Once you’ve got all of your ingredients combined in your stand mixer bowl, make sure you’ve attached the dough hook and not the regular whisk attachment. When properly combined, the dough will be extremely sticky and moist. It will look like the photo below.
After you’ve mixed the dough, you’ll knead it by hand for a few minutes before setting it out to rise. Make sure you don’t forget to grease the bowl or you’ll be in for a sticky mess when it’s time to take it out! We usually let the dough rise for at least an hour and half, but it’s okay to leave it out for longer.
Step 2 – Shape The Bagels
After the dough is fully risen, you’ll shape it into bagels. There’s no exact science to this, just tear off a piece of dough, roll it into a ball, and use your finger(s) to poke a hole through the middle. Place each bagel on parchment paper after you’ve shaped it. The dough should yield about 8 bagels, but feel free to go larger or smaller if desired!
Step 3 – Boil ‘Em
Boiling the bagels is the most important step. It’s what makes them shiny (there’s a science-y reason for this that has to do with starch, but I won’t pretend to know about it) and it cooks the outer layer so they hold their shape. There were a lot of conflicting opinions about how long you should boil the bagels when we were doing our initial research. We found the best timing to be about 4-5 minutes each, flipping the bagels over halfway through so that they cook evenly. You don’t have to do them one by one for this step, you can put as many as your pot will hold while still allowing them a little breathing room to move around and expand.

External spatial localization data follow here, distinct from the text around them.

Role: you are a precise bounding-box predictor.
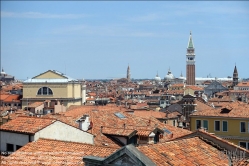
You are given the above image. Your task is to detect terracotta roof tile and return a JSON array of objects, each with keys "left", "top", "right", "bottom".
[
  {"left": 28, "top": 102, "right": 44, "bottom": 108},
  {"left": 0, "top": 116, "right": 56, "bottom": 134},
  {"left": 186, "top": 85, "right": 204, "bottom": 91},
  {"left": 137, "top": 137, "right": 229, "bottom": 166},
  {"left": 192, "top": 101, "right": 249, "bottom": 118},
  {"left": 133, "top": 110, "right": 166, "bottom": 119},
  {"left": 102, "top": 127, "right": 136, "bottom": 137},
  {"left": 1, "top": 138, "right": 118, "bottom": 166},
  {"left": 136, "top": 130, "right": 152, "bottom": 136},
  {"left": 4, "top": 95, "right": 21, "bottom": 102},
  {"left": 195, "top": 99, "right": 213, "bottom": 111},
  {"left": 2, "top": 110, "right": 30, "bottom": 120},
  {"left": 61, "top": 105, "right": 192, "bottom": 145},
  {"left": 236, "top": 82, "right": 249, "bottom": 87}
]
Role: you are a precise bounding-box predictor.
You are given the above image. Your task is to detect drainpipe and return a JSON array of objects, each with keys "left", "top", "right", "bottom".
[{"left": 100, "top": 126, "right": 103, "bottom": 133}]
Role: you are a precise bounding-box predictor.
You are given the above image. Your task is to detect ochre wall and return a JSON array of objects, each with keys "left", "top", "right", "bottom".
[{"left": 34, "top": 71, "right": 66, "bottom": 79}]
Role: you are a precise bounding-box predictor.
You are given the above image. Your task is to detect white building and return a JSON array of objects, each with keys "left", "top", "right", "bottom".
[{"left": 0, "top": 116, "right": 94, "bottom": 153}]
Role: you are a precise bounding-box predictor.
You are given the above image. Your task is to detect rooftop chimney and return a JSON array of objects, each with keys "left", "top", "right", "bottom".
[{"left": 79, "top": 115, "right": 91, "bottom": 131}]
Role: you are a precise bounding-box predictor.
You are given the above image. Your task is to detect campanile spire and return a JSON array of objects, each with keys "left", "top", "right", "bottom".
[
  {"left": 127, "top": 64, "right": 131, "bottom": 82},
  {"left": 186, "top": 31, "right": 196, "bottom": 85}
]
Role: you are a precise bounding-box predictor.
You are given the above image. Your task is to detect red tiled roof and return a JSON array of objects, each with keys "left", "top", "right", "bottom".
[
  {"left": 102, "top": 127, "right": 136, "bottom": 137},
  {"left": 88, "top": 92, "right": 96, "bottom": 96},
  {"left": 185, "top": 85, "right": 204, "bottom": 91},
  {"left": 2, "top": 84, "right": 22, "bottom": 92},
  {"left": 2, "top": 110, "right": 30, "bottom": 120},
  {"left": 208, "top": 96, "right": 233, "bottom": 102},
  {"left": 236, "top": 82, "right": 249, "bottom": 87},
  {"left": 136, "top": 130, "right": 152, "bottom": 137},
  {"left": 0, "top": 94, "right": 9, "bottom": 101},
  {"left": 195, "top": 99, "right": 213, "bottom": 111},
  {"left": 0, "top": 94, "right": 21, "bottom": 102},
  {"left": 137, "top": 137, "right": 229, "bottom": 166},
  {"left": 191, "top": 101, "right": 249, "bottom": 118},
  {"left": 61, "top": 105, "right": 192, "bottom": 144},
  {"left": 164, "top": 90, "right": 184, "bottom": 95},
  {"left": 0, "top": 116, "right": 56, "bottom": 134},
  {"left": 42, "top": 114, "right": 78, "bottom": 128},
  {"left": 166, "top": 111, "right": 181, "bottom": 119},
  {"left": 86, "top": 97, "right": 95, "bottom": 101},
  {"left": 133, "top": 111, "right": 166, "bottom": 119},
  {"left": 1, "top": 138, "right": 118, "bottom": 166},
  {"left": 171, "top": 83, "right": 184, "bottom": 87},
  {"left": 28, "top": 102, "right": 44, "bottom": 108}
]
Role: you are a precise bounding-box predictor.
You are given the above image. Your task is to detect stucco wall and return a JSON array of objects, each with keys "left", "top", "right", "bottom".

When they’ve finished boiling, carefully remove each bagel with a spatula and place them on the drying rack. We put a wire rack on a baking sheet so that it catches any water – or egg and toppings from the next step.

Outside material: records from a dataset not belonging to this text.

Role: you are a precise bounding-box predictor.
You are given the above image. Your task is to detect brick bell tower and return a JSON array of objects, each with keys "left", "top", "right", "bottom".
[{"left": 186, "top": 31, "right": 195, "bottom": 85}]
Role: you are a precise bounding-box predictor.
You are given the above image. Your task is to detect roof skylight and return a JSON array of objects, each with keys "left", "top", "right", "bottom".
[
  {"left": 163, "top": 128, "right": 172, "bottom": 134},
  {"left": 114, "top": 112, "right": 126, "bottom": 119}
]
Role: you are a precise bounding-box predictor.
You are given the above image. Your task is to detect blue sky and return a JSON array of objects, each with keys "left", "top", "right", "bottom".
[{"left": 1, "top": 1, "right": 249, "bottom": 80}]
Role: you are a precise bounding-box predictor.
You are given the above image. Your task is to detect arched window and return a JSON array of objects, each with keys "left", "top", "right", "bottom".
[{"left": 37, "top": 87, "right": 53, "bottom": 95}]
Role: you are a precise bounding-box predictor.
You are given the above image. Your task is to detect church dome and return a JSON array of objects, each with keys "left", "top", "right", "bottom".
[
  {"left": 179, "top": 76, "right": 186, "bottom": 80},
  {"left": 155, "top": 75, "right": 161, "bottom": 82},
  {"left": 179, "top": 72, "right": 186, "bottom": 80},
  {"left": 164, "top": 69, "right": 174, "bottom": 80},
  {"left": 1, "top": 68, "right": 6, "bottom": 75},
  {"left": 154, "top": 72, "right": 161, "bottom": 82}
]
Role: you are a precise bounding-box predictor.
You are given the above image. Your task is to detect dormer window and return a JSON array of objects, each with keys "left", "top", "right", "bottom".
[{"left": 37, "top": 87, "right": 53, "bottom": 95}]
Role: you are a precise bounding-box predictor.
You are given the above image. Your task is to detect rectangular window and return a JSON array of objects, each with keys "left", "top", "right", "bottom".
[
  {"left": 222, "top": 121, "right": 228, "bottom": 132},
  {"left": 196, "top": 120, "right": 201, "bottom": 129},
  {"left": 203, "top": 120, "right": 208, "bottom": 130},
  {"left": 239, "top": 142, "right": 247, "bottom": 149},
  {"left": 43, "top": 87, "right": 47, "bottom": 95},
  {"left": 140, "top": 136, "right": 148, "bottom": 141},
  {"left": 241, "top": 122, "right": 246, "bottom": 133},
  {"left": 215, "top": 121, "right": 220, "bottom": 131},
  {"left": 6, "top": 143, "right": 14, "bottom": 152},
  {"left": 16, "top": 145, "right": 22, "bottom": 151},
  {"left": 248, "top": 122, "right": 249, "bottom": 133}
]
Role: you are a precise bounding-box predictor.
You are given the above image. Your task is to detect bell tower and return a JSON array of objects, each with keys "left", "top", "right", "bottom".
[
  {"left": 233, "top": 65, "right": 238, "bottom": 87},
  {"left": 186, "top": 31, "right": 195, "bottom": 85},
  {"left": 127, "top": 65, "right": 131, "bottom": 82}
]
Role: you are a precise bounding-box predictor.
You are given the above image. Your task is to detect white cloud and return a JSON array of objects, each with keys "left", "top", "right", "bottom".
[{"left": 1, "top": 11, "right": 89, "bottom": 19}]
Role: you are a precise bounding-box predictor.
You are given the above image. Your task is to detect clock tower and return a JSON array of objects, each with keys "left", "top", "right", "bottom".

Step 4 – Add Toppings and Bake
Allow the bagels to cool for a bit, then lightly brush with egg wash and sprinkle with toppings. You can put whatever toppings in whatever quantities you like, or you can leave them plain. Transfer the decorated bagels to a new baking sheet and bake at 425 for approximately 25 minutes. You can broil them for the last minute if you like extra crispy bagels.
Et voilà! Eat and enjoy! You can also slice and freeze them for up to 3 months.
- 1 1/2 cups warm water
- 2 3/4 tsp active dry yeast
- 4 cups all-purpose flour
- 1 tbsp brown sugar
- 1 tbsp regular sugar
- 2 tsp salt
- 1 egg for egg wash
Whisk warm water and yeast together in stand mixer bowl. Allow to sit for approximately 5 minutes.
Add flour, sugars, and salt and beat with the dough hook attached on low speed. The dough will be very sticky when combined.
With floured hands, remove the dough from mixing bowl and knead for approximately 5 minutes.
Lightly grease a large bowl with cooking spray and place the kneaded dough in the bowl. Turn the dough so as to grease it with the cooking spray.
Cover the dough and let rise for approximately 1.5 hours. It is okay to allow it to rise longer.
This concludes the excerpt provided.